Mentira! Mentira! Mentira! Mesmo antes de o galo cantar, ou, mais apropriadamente, de depósitos de propina aparecerem, o governo e seus apóstolos do Ministério da Saúde, tais quais o apóstolo Pedro, que negou por três vezes conhecer Jesus, repelem veementemente a suspeita de vantagens pecuniárias para negociarem vacinas. Pedro, depois de se arrepender, salvou-se, ganhou as chaves da Igreja e se tornou o primeiro papa, sob o perdão e as bênçãos do Cristo crucificado.
E o governo e seus outros apóstolos? Pergunta primeira: quem será o arrependido Pedro no palco da CPI? A verdade é que nem a prisão em flagrante do ex-diretor de um departamento do Ministério da Saúde, Roberto Dias, por ter “falado mentiras”, colocará os próximos depoentes na frente da verdade, eis que aquele ambiente esfumaçado pela nicotina política terá pequena possibilidade de abrir o cofre de eventuais tios Patinhas de remédios.
As versões apresentadas na CPI atingem o pico da invencionice. Como negar as suspeitas e denúncias, quando uma batelada de assessores foi flagrada com a mão perto da botija? E os erros crassos apontados nos testemunhos? Um centro nevrálgico de contrainformação deve ter sido montado para blindar os grupos de “vacineiros”, mercadores de vacinas com cara de dinheiro. As mentiras ali proclamadas fazem parte daquilo que Hannah Arendt chama de “conspiração a plena luz”, tramoia que a filósofa alemã identifica como sendo peculiar à cena política.
Antigamente havia dificuldade de saber se algo era ou não mentira. Hoje, os cidadãos são brindados com mentiras deslavadas, que os mentirosos não fazem questão de disfarçar. Entre nós, a cultura da mentira data de priscas eras, quando o País, à procura de uma identidade, passou a incorporar tanto a expressão de colonizadores e bandeirantes quanto o verbo de aventureiros e degradados, na esteira dos três mitos da terra brasiliensis: a visão encantada do “paraíso terrestre”, a barbárie do “inferno verde” e a promessa de riquezas do “Eldorado”.

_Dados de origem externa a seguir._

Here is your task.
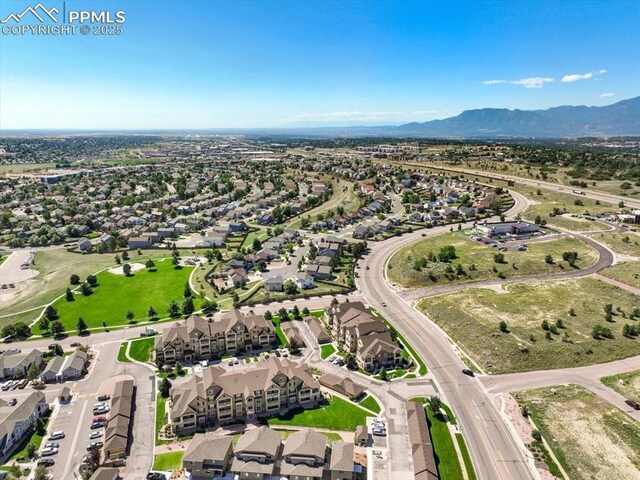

Depois de exibir ao mundo suas múltiplas feições, o Brasil entra na segunda década do terceiro milênio com o passo um tanto quanto claudicante. Abriga ciclos democráticos entremeados de ciclos autoritários, perfis políticos banhados nas águas da fisiologia, tensões permanentes entre Poderes, ou, na síntese do Macunaíma de Mário de Andrade, “pouca saúde e muita saúva”, significando, nestes tempos da propinagem, muito cupim comendo nosso capim. Para piorar, o País anda em veredas sinuosas. Pandemia misturada à despedaçada economia, e agora sem água para suportar as demandas de energia elétrica. Indiciados não sabem de nada, até aparecerem provas de que sabem de tudo. Na geometria da crise, a menor distância entre dois pontos é uma curva e não uma reta. Bocas tortas, linguagens retorcidas e abordagens dissonantes desfilam pela tela da CPI da Covid 19. Ali, são raros os que o 9º mandamento bíblico: “Não cometerás falso testemunho”.
Veja-se, por exemplo, o caso do Roberto Dias. Foi a um encontro gastronômico em um restaurante em Brasília, encontrou-se com um militar de baixas divisas, que ouviu dele a condição para adquirir a vacina negociada? Um dólar por dose. Uma história contada em detalhes, plena de circunstâncias, tempos e espaços. E se aparecer o tal dossiê que teria preparado caso ficasse em má situação? Chegaria a derrubar o governo? Seria um xeque-mate?
Nesses tempos de Torre de Babel, a balbúrdia se espraia por todos os lados. A palavra oral não vale nada. A lei garante a legitimidade de provas testemunhais. Mas, no Brasil, as coisas só valem com a chancela do cartório. E mesmo assim, depende do cartório. Por isso mesmo, é pouco razoável acreditar na eficácia das CPIs. De uma coisa, sabemos: a repetição das tramoias pelas mídias acaba engolfando os protagonistas eleitorais envolvidos em um manto de sujeira. Que terá reflexo nas urnas de outubro de 2022.
Os dirigentes da CPI, comandados pelo senador amazonense Omar Aziz, estão ávidos para descobrir o caminho do dinheiro trilhado pelos vacineiros. Mas está sendo muito difícil para eles e colegas desvendarem os artifícios, reabilitarem a palavra, desfiarem o novelo das tramas e reencontrarem a realidade. Até porque, como ensina Diderot em seu Paradoxo sobre o Comediante, os comediantes impressionam as plateias não quando estão furiosos, mas quando representam o furor. Os histriões convencem mais que os grandes atores porque conseguem o exagero indispensável ao teatro.